El Teatro del Pueblo, recuperado para la dramaturgia argentina, estrenó un ciclo de homenaje a Teatro Abierto, organizado por los integrantes de la Fundación Carlos Somigliana (Somi), muchos de ellos sobrevivientes del aquel grupo gestor de la idea.

"Príncipe azul", de Eugenio Griffero, (presentada en el ciclo 1982) es la elegida para iniciar el ciclo, que cuenta con la interpretación del elenco que la estrenó: Jorge Rivera López y Villanueva Cosse, dirigidos por Omar Grasso.

A través de este homenaje se revive una época donde el teatro argentino, que, como muchas otras de la historia argentina, también tuvo su lado oscuro, salpicado de cenizas.

Al principio estuvo el fuego

El 6 de agosto de 1981, en una noticia de último momento LA NACION informó del voraz incendio que destruyó totalmente el Teatro del Picadero, ubicado en el Pasaje Rauch 1847.

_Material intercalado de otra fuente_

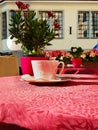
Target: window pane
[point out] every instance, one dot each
(94, 24)
(58, 18)
(4, 25)
(83, 24)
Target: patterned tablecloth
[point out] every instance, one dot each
(72, 105)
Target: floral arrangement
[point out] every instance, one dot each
(90, 55)
(66, 56)
(32, 32)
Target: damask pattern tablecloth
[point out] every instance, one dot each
(72, 105)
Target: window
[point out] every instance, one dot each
(88, 24)
(4, 25)
(58, 18)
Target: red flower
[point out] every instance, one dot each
(22, 5)
(57, 26)
(50, 14)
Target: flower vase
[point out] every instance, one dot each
(26, 66)
(76, 62)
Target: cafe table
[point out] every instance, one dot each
(71, 104)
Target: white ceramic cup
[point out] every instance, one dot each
(45, 69)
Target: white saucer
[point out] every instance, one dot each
(31, 79)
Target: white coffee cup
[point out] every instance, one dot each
(45, 69)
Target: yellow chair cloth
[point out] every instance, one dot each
(9, 66)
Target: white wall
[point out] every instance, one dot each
(70, 19)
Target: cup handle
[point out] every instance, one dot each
(62, 67)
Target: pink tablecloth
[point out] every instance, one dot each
(69, 106)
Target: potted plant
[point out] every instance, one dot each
(73, 56)
(33, 33)
(76, 56)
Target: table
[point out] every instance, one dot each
(72, 105)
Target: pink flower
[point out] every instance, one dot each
(50, 14)
(21, 5)
(57, 26)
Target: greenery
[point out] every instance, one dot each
(76, 52)
(86, 55)
(33, 33)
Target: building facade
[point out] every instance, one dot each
(78, 20)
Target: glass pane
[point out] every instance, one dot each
(83, 24)
(94, 24)
(58, 17)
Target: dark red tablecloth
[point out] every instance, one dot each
(72, 105)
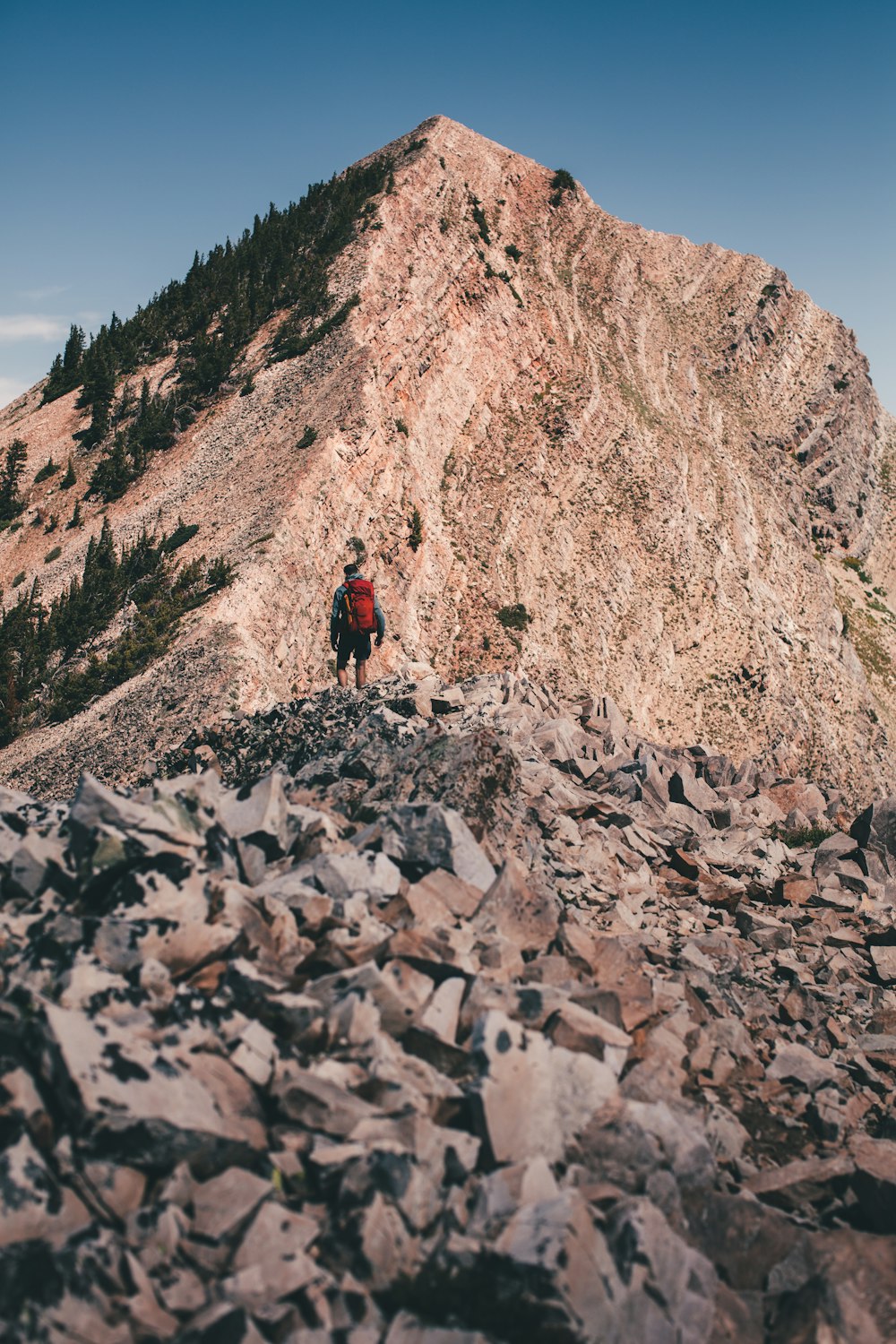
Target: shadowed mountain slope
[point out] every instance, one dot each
(565, 444)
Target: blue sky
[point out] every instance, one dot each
(132, 136)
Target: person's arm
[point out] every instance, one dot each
(336, 615)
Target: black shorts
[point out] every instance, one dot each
(351, 642)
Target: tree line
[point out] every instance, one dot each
(210, 316)
(50, 659)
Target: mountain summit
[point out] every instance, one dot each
(560, 443)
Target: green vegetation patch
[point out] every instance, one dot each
(801, 838)
(849, 562)
(48, 470)
(48, 668)
(513, 617)
(209, 319)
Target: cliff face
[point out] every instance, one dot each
(662, 452)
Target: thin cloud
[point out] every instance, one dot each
(37, 296)
(10, 389)
(30, 327)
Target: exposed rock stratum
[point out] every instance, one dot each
(664, 452)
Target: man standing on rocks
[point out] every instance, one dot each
(357, 615)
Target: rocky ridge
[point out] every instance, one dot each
(665, 453)
(477, 1016)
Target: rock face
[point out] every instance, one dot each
(662, 453)
(493, 1024)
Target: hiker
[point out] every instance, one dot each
(357, 615)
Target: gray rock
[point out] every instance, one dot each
(562, 1090)
(427, 836)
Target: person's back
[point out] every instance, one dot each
(355, 616)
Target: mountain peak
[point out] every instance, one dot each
(560, 443)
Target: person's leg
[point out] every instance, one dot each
(344, 648)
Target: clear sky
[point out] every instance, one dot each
(134, 134)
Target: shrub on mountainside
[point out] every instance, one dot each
(65, 371)
(43, 674)
(560, 182)
(210, 316)
(11, 503)
(513, 617)
(48, 470)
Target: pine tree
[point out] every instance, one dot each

En ese momento se estaba realizando el ciclo de Teatro Abierto y no fueron pocos los que sospecharon que ese siniestro había sido provocado para ahogar un movimiento que había reunido a toda la gente del quehacer artístico para demostrar la vigencia y la vitalidad del teatro nacional.

Ahí estaba, ya sin vida, el teatro que había sido testigo de la unión de voluntades. Sobre esas cenizas se inició otro incendio, el de la solidaridad y apoyo a un ciclo que pasó a convertirse en el estandarte de protesta contra la mordaza que por aquella época había instituido la represión y el temor.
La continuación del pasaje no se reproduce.